Any interested subscriber receives messages published on that topic.
This allows scalability and a loose coupling of publishers and
subscribers. With this dynamic topology, any publisher or subscriber
can move across network nodes without affecting the rest of the
system - a boon to microservices in the cloud.
===== Queue Subscribers (Load Balancing)
NATS can be described as a layer 7 load balancer - it routes
application data based on message data, the subject, which is provided
by the producing application. In discussing load balancing specific
to NATS we are referring to the competing consumer pattern in the form
of queue subscribers. In this pattern, the NATS server distributes
messages randomly amongst multiple subscribers working together to
each individually process messages from a single virtual “queue”. For
example, one might run several identical applications queue subscribed
on the same subject. The NATS server (or streaming server) will
distribute this message to one subscriber in the group, allowing for
distribution of workload amongst multiple instances of the
application. In some cases this can be preferable to layer 4 load
balancing because network traffic can be directed through use of the
subject namespace - applications balancing the workload can move or
scale with no additional configuration, although it may not be as
performant as level 4 load balancing.
===== Request / Reply Pattern Support
NATS supports request/reply through use of unique subjects, still allowing for
a loose coupling of a requestor and replier(s).
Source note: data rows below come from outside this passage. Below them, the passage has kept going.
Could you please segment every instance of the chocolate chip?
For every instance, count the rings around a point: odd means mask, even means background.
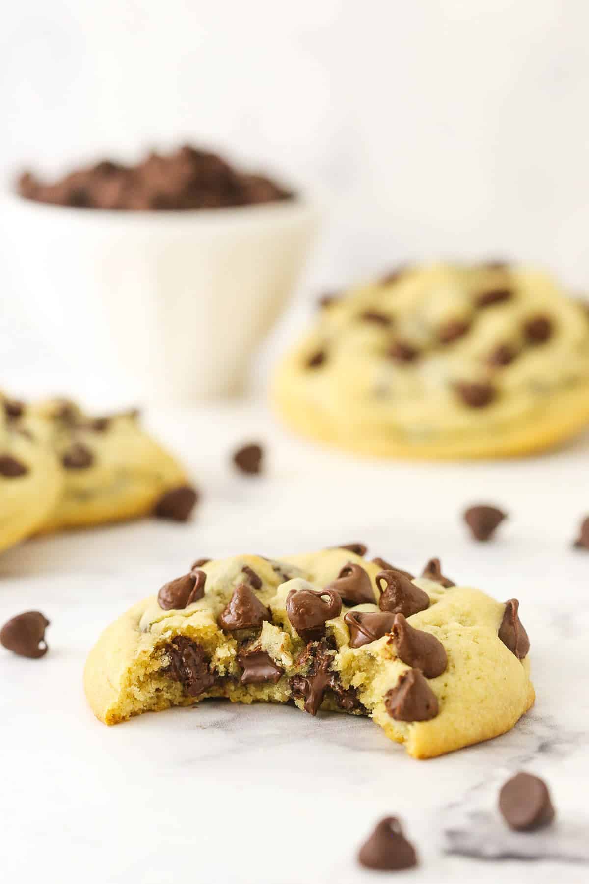
[[[502,304],[510,301],[513,292],[510,288],[492,288],[480,292],[475,298],[477,307],[491,307],[493,304]]]
[[[317,350],[316,353],[312,354],[307,360],[308,369],[318,369],[324,364],[327,359],[327,354],[325,350]]]
[[[521,660],[527,656],[530,650],[530,639],[519,619],[518,608],[519,602],[516,598],[510,598],[505,603],[503,618],[499,627],[499,637],[506,648]]]
[[[417,865],[417,856],[397,818],[385,817],[360,848],[358,862],[367,869],[397,872]]]
[[[290,590],[287,614],[303,642],[317,641],[325,634],[325,623],[341,611],[341,598],[334,590]]]
[[[241,684],[264,684],[272,682],[276,684],[284,673],[265,651],[243,652],[237,655],[237,662],[243,669],[240,681]]]
[[[386,559],[381,559],[379,556],[377,556],[375,559],[371,559],[371,561],[375,565],[378,565],[383,571],[398,571],[399,574],[402,574],[402,575],[404,577],[408,577],[409,580],[413,580],[412,574],[409,574],[409,571],[404,571],[402,568],[395,568],[394,565],[389,564]]]
[[[552,336],[553,324],[548,316],[532,316],[524,324],[524,334],[528,344],[545,344]]]
[[[576,549],[589,550],[589,516],[584,519],[579,528],[578,537],[573,544]]]
[[[465,319],[448,319],[438,329],[438,340],[440,344],[452,344],[466,334],[470,329],[470,323]]]
[[[246,583],[239,583],[233,590],[229,604],[221,612],[218,622],[222,629],[253,629],[262,626],[264,620],[271,620],[268,608],[262,604],[253,590]]]
[[[441,573],[441,563],[440,559],[430,559],[429,561],[425,562],[425,567],[421,572],[422,577],[427,577],[428,580],[433,580],[436,583],[441,583],[446,589],[450,586],[455,586],[456,584],[445,577]],[[407,614],[405,614],[407,616]]]
[[[94,454],[81,442],[73,442],[61,455],[65,469],[88,469],[94,463]]]
[[[543,780],[532,774],[516,774],[501,787],[499,809],[511,828],[532,832],[551,823],[555,808]]]
[[[11,454],[0,454],[0,476],[5,479],[16,479],[19,476],[27,476],[28,467]]]
[[[397,721],[427,721],[439,712],[438,697],[421,669],[408,669],[385,694],[385,707]]]
[[[504,519],[507,519],[506,513],[485,504],[469,507],[464,513],[464,522],[475,540],[488,540]]]
[[[350,648],[361,648],[382,638],[393,629],[394,617],[386,611],[348,611],[344,623],[349,629]]]
[[[233,463],[242,473],[249,476],[257,476],[262,472],[262,459],[264,451],[259,445],[243,446],[233,453]]]
[[[45,641],[49,625],[47,617],[40,611],[25,611],[4,623],[0,629],[0,644],[19,657],[39,659],[49,651]]]
[[[469,384],[466,381],[459,381],[455,386],[464,404],[470,408],[484,408],[497,397],[497,391],[492,384]]]
[[[187,522],[197,500],[198,492],[192,485],[179,485],[162,494],[153,514],[157,519]]]
[[[364,602],[375,604],[374,591],[371,578],[363,568],[348,561],[340,571],[337,580],[325,587],[338,593],[346,605],[363,605]]]
[[[177,636],[165,645],[164,651],[170,658],[167,674],[181,683],[189,697],[199,697],[214,686],[216,679],[210,672],[207,655],[196,642],[185,636]]]
[[[430,606],[427,592],[412,583],[401,571],[393,568],[379,571],[376,575],[376,584],[380,590],[379,607],[381,611],[410,617]]]
[[[180,611],[188,605],[194,605],[204,595],[206,579],[204,571],[193,570],[182,577],[171,580],[157,593],[157,604],[164,611]]]
[[[359,318],[365,323],[374,323],[375,325],[390,325],[393,322],[390,316],[385,313],[379,313],[378,310],[364,310]]]
[[[509,365],[517,355],[517,351],[509,344],[499,344],[487,356],[487,362],[494,368]]]
[[[402,340],[395,340],[386,351],[389,359],[394,359],[396,362],[412,362],[418,354],[414,347]]]
[[[424,629],[414,629],[402,613],[395,613],[393,643],[403,663],[421,669],[425,678],[437,678],[447,666],[442,643]]]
The request reply pattern
involves sending a request message, and expecting a reply. Often times the
application will block until the reply is received.
=== Appendix B
==== Why not use etcd?
NATS is designed to deliver application data in a distributed system.
NATS does this by packaging application data in a message and sending
it to endpoints. Various messaging patterns (request reply,
publish/subscribe, distributed queues) are supported to communicate
with individual consumers or to fan out and send one message to many
consumers. It is up to the application to consider messages as atomic
units of data, or as elements of a stream - real-time with Core NATS,
or as a historical log of messages NATS streaming.
Etcd was designed to solve the problem of distributed system
coordination and metadata storage. It persists data in a key value
store, and supports many concurrency primitives including distributed
locking and leadership election. There are recipes for queueing using
unique keys, as well as a gRpc API to stream updates - this is where
we begin to see overlap.
The fundamental decision of whether to use NATS or etcd can be based
on a few factors. One factor is the structure of data - whether your
distributed application can benefit most from data structured as a
key-value store versus a stream. If your application benefits from
key/value data storage, etcd is a better choice. The second being the
frequency of the updates. Any update to a value in etcd is more
expensive than a message sent in NATS due to the consistency
guarantees etcd provides. If you have frequently updating values, or
require an extremely high frequency of update, NATS is a better
choice.
NATS and etcd can also complement each other, with etcd for
coordination and NATS for data distribution.